Welche Erkenntnis hat Sie besonders schockiert?

Dass die Inhaftierten auf fast alles Zugriff hatten – von einem Fernseher bis hin zu Rundfunkgeräten. Sie konnten miteinander kommunizieren. Als ich nun im Rahmen der Dreharbeiten den Satz "Baader lag erschossen in seiner Zelle" las, wurde mir noch einmal gegenwärtig, dass demzufolge ja Waffen im Gefängnis gewesen sein müssen. Das zeigt, wie maximal überfordert der Staat und somit auch der Vollzugsbeamte Horst Bubeck, den ich spiele, gewesen sein müssen. In seinem Versuch, alles richtigzumachen, rutschte er zwischen die Stühle.
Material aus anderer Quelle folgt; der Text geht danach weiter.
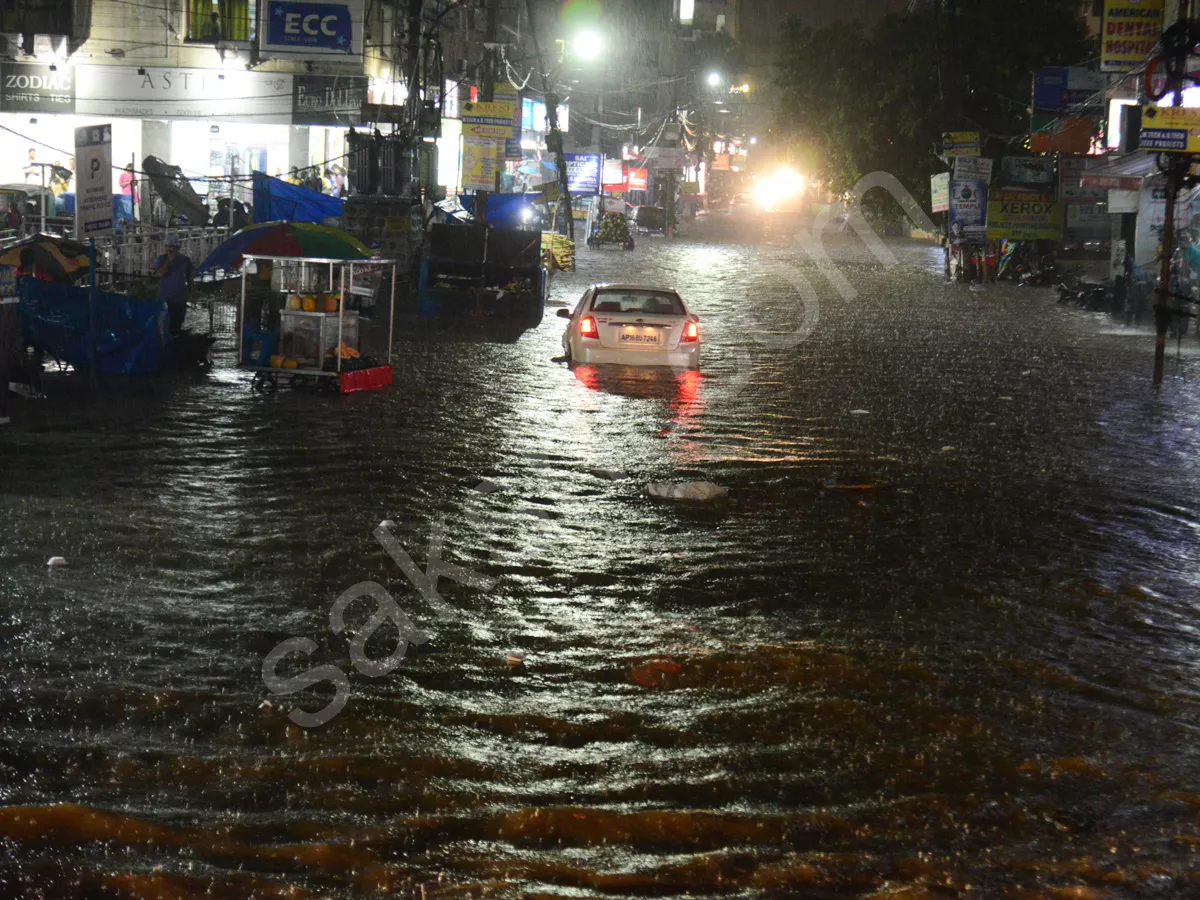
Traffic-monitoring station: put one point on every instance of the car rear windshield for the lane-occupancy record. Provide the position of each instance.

Übrigens wurde das Gericht, wo der Prozess stattfand, direkt neben das Gefängnis gebaut. Im Gerichtsverfassungsgesetz (GVG) ist zwar festgelegt, dass kein Prozess innerhalb eines Gefängnisses abgehalten werden darf, das ging aber zulasten der Sicherheitschecks. Der Rechtsstaat war auf diesen Prozess nicht vorbereitet, begab sich dann aber auf sehr dünnes Eis – indem zum Beispiel die Inhaftierten abgehört wurden, wie der Journalist Stefan Aust recherchiert hat.

Wie unterscheidet sich dieses Werk von dem Eichinger-Film "Der Baader Meinhof Komplex" aus dem Jahr 2008?
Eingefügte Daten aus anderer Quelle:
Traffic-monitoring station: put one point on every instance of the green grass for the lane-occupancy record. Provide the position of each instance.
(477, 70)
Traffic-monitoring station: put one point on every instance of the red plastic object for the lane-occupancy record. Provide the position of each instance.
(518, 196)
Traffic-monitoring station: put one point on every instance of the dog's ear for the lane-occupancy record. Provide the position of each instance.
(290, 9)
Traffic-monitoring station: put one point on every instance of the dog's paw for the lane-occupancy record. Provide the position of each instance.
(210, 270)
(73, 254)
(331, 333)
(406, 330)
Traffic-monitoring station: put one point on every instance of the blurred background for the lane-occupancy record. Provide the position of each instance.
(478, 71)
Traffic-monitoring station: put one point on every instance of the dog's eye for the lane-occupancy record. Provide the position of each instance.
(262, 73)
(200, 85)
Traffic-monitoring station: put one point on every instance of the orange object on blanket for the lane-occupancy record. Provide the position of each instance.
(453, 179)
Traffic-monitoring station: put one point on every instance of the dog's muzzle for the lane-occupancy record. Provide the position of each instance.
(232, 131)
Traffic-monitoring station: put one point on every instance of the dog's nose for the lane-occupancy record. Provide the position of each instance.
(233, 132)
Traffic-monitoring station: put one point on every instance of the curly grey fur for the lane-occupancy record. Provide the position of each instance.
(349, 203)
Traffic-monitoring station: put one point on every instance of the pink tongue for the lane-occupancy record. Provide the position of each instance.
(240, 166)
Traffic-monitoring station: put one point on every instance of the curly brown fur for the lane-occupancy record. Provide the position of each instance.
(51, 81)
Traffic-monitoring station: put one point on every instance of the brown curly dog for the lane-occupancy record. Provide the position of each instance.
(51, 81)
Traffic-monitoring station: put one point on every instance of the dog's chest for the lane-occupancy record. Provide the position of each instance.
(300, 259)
Es ist wichtig, diese Zeit zu verstehen. Mir persönlich haben da Gespräche mit meinen Eltern sehr geholfen. Dieser Nazi-Mief, der in den 60ern und 70ern noch in der Gesellschaft steckte, gab durchaus Anlass zu revoltieren. Allerdings wurde eben auch zu den völlig falschen Mitteln gegriffen. In unserem Film werden in einer Sequenz die erschreckenden Anschläge und Morde der RAF aufgezählt. Allerdings sind die anderen Filme nicht automatisch falsch, nur weil sie auf diesen Aspekt vielleicht weniger eingehen.

Sondern?

Bei dem Eichinger-Film, den Sie ansprechen, wurde eine Perspektive auf die Terroristen gezeigt, die es ebenso gab und bis heute gibt. "Stammheim – Zeit des Terrors" liefert da vielleicht ein ergänzendes Bild. Wir machen zudem deutlich, wie schwierig es ist, die Demokratie gegen die Feinde dieser Staatsform zu verteidigen. Und wie wichtig es weiterhin bleibt, dafür zu kämpfen – und zwar mit den richtigen Mitteln.
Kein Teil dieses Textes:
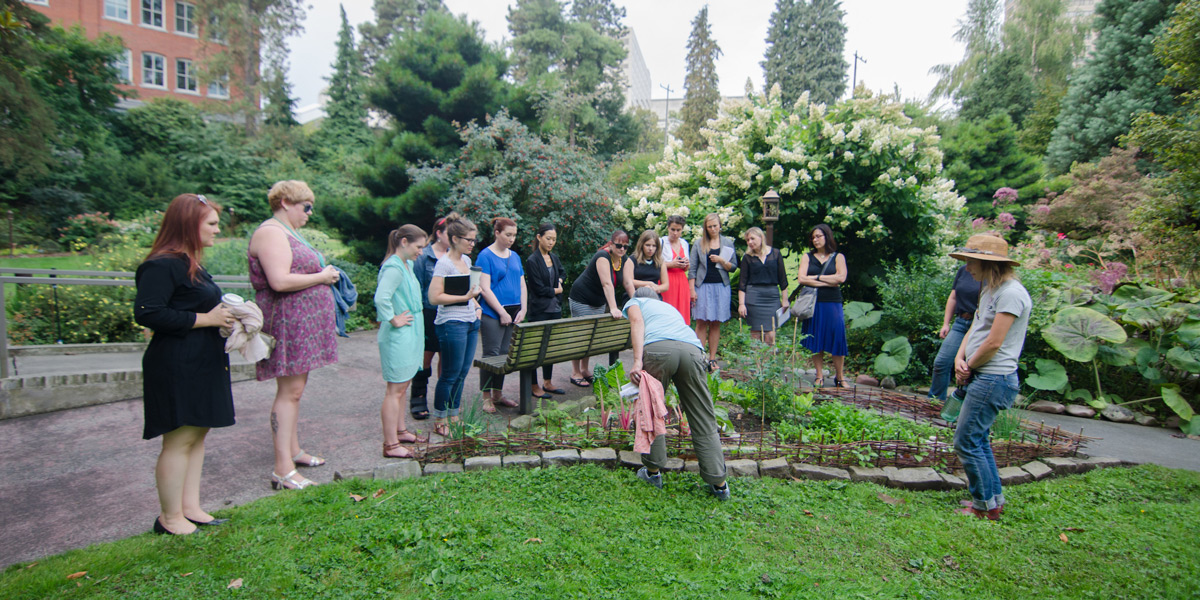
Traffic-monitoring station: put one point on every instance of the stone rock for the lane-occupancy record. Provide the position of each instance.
(1117, 413)
(774, 468)
(864, 379)
(1146, 420)
(742, 468)
(868, 474)
(1039, 471)
(559, 457)
(1080, 411)
(918, 478)
(1061, 465)
(954, 481)
(522, 461)
(1045, 406)
(399, 469)
(1014, 475)
(353, 474)
(443, 468)
(629, 459)
(819, 473)
(481, 463)
(603, 456)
Von Baader, Meinhof und Co. beschimpft: Wer war Horst Bubeck?

Die Zuschauerinnen und Zuschauer erleben die Geschichte durch die Augen dieses Vollzugsbeamten. Wie haben Sie sich dieser Rolle genähert?

Mit Horst Bubeck konnte ich mich leider nicht mehr austauschen, da er mittlerweile verstorben ist. Aber er hat mit dem Autor Kurt Oesterle seinerzeit ein Buch ["Stammheim: Der Vollzugsbeamte Horst Bubeck und die RAF-Häftlinge"; Anm. d. Red.] geschrieben, das mir als eine der Hauptquellen diente.

Daraus geht hervor, wie akribisch er sich auf den Empfang der Gefangenen vorbereitet hat. Zudem schildert er, dass er möglichst auf Provokationen und aus diesem Grund darauf verzichtet hat, eine Dienstmütze zu tragen. Bubeck hat also eine Menge in die Wege geleitet, um nicht den Foltervorwürfen der Inhaftierten Vorschub zu leisten.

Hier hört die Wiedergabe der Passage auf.